Dichtere Takte oder komfortablere Züge oder mehr Zuverlässigkeit oder alles zusammen? Wie soll es mit dem öffentlichen Nahverkehr in Rheinland-Pfalz weitergehen, was ist finanzierbar? Ein zentraler Bestandteil der Zukunftsplanung, der Nahverkehrsplan des Landes, lässt auf sich warten, soll aber auf der Zielgeraden sein. Nun kommen von einem Branchenverband Vorschläge.
Der Verband Deutscher Verkehrsunternehmen (VDV) Südwest hat ein Leistungskostengutachten vorgelegt. Die zentrale Botschaft ist grob gesagt: Mit gezielten Investitionen könne Rheinland-Pfalz den öffentlichen Nahverkehr bis 2040 deutlich verbessern. Und das, obwohl Verkehrsunternehmen wegen steigender Kosten, einem Investitionsstau und sinkender Erlöse mit Tickets unter Druck stünden.

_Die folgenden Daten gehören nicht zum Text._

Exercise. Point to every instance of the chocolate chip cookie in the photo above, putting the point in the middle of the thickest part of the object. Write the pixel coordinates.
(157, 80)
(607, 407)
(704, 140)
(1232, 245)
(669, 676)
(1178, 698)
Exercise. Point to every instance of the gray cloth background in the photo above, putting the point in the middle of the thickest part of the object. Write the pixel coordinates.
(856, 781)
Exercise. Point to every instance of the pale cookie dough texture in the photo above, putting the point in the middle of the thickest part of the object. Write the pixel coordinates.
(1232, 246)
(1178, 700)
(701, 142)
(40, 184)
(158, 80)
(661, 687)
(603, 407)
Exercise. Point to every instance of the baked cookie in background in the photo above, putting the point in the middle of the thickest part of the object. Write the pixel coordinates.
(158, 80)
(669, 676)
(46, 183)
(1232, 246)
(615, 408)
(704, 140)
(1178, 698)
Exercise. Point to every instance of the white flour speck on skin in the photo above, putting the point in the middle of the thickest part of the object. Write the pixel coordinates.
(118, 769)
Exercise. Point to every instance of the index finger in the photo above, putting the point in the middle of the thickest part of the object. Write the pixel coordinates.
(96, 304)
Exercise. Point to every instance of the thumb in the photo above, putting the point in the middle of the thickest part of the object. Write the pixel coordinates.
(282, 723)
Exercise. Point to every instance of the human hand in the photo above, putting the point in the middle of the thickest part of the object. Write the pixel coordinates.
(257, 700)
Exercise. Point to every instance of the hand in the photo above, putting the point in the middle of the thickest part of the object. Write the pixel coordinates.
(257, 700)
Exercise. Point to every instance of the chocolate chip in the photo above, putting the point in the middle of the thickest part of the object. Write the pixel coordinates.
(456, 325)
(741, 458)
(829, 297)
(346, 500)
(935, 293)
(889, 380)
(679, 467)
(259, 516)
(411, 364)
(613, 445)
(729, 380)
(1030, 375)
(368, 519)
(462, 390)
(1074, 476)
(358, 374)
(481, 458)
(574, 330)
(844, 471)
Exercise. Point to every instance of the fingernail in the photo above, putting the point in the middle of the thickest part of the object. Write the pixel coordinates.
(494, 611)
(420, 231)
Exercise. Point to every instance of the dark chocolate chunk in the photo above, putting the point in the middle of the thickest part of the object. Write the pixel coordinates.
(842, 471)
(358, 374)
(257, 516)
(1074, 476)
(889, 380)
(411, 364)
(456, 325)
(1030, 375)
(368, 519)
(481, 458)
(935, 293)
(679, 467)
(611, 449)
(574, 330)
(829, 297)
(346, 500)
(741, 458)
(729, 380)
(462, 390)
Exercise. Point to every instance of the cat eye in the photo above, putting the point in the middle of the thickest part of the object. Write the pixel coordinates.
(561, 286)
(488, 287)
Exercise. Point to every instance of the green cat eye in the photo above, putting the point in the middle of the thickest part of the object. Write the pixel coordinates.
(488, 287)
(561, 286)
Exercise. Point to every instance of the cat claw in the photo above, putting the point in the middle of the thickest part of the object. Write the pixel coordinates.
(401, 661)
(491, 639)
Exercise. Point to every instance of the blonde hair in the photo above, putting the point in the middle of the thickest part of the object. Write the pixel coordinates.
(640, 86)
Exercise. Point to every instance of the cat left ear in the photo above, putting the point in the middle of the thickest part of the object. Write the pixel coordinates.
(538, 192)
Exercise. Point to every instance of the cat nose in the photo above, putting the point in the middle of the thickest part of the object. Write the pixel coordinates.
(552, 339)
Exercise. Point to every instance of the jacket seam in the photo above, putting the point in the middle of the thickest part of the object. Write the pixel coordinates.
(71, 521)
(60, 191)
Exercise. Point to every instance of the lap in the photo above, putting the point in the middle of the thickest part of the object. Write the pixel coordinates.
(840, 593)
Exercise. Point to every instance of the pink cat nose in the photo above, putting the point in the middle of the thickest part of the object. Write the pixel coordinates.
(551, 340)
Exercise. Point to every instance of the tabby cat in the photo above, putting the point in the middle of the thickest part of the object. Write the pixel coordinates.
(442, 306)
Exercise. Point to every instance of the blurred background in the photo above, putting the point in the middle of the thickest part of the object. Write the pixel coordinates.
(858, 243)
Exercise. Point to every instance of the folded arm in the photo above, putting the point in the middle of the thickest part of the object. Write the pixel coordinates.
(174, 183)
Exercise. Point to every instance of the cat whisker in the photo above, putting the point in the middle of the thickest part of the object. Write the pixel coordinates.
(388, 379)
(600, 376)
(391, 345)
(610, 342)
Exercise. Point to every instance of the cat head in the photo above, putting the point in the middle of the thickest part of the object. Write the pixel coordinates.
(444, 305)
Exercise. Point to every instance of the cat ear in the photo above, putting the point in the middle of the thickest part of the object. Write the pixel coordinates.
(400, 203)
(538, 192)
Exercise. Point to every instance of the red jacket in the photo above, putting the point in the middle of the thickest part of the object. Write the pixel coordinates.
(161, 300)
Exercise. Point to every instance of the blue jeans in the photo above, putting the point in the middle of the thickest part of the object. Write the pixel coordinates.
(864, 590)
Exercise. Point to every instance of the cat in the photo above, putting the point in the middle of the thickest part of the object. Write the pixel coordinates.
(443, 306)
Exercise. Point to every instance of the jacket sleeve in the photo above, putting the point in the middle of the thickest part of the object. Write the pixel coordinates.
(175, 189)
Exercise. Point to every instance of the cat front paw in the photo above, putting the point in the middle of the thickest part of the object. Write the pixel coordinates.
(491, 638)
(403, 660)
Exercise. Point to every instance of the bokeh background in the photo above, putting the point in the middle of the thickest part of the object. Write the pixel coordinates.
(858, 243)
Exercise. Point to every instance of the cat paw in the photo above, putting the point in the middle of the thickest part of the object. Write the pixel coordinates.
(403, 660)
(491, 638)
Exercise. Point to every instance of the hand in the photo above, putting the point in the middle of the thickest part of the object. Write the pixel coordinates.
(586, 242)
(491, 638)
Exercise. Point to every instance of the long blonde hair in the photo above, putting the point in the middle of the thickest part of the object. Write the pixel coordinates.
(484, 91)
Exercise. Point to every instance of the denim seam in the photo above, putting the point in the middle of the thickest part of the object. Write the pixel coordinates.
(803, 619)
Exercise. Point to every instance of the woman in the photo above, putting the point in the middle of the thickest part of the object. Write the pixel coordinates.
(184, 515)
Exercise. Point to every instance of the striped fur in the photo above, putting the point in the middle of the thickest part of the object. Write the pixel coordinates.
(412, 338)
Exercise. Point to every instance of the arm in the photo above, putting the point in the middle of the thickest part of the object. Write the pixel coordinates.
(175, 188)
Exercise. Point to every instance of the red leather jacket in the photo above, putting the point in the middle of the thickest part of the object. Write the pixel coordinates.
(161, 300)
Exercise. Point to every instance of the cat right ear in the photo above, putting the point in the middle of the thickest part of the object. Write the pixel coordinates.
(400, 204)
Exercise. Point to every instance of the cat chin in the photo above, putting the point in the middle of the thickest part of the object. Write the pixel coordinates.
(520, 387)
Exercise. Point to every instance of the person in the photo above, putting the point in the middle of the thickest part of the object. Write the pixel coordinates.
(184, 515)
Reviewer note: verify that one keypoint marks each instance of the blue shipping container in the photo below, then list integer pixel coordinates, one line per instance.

Verband rechnet zwei Szenarien durch
Der VDV rechnet zwei Szenarien durch. Das eine nennt er «Modernisierung 2040». Hier liegt der Fokus darauf, Fahrzeuge - vom Zug über die Tram bis zum Bus -, Infrastruktur und Betriebshöfe zu modernisieren, Flotten umweltfreundlicher zu machen, Betrieb und Vertrieb weiter zu digitalisieren - bei einem mehr oder weniger gleichbleibenden Angebot an Fahrten. Einer Kalkulation des VDV nach würde damit der Finanzierungsbedarf von aktuell 1,3 auf dann 2,3 Milliarden Euro im Jahr 2040 steigen.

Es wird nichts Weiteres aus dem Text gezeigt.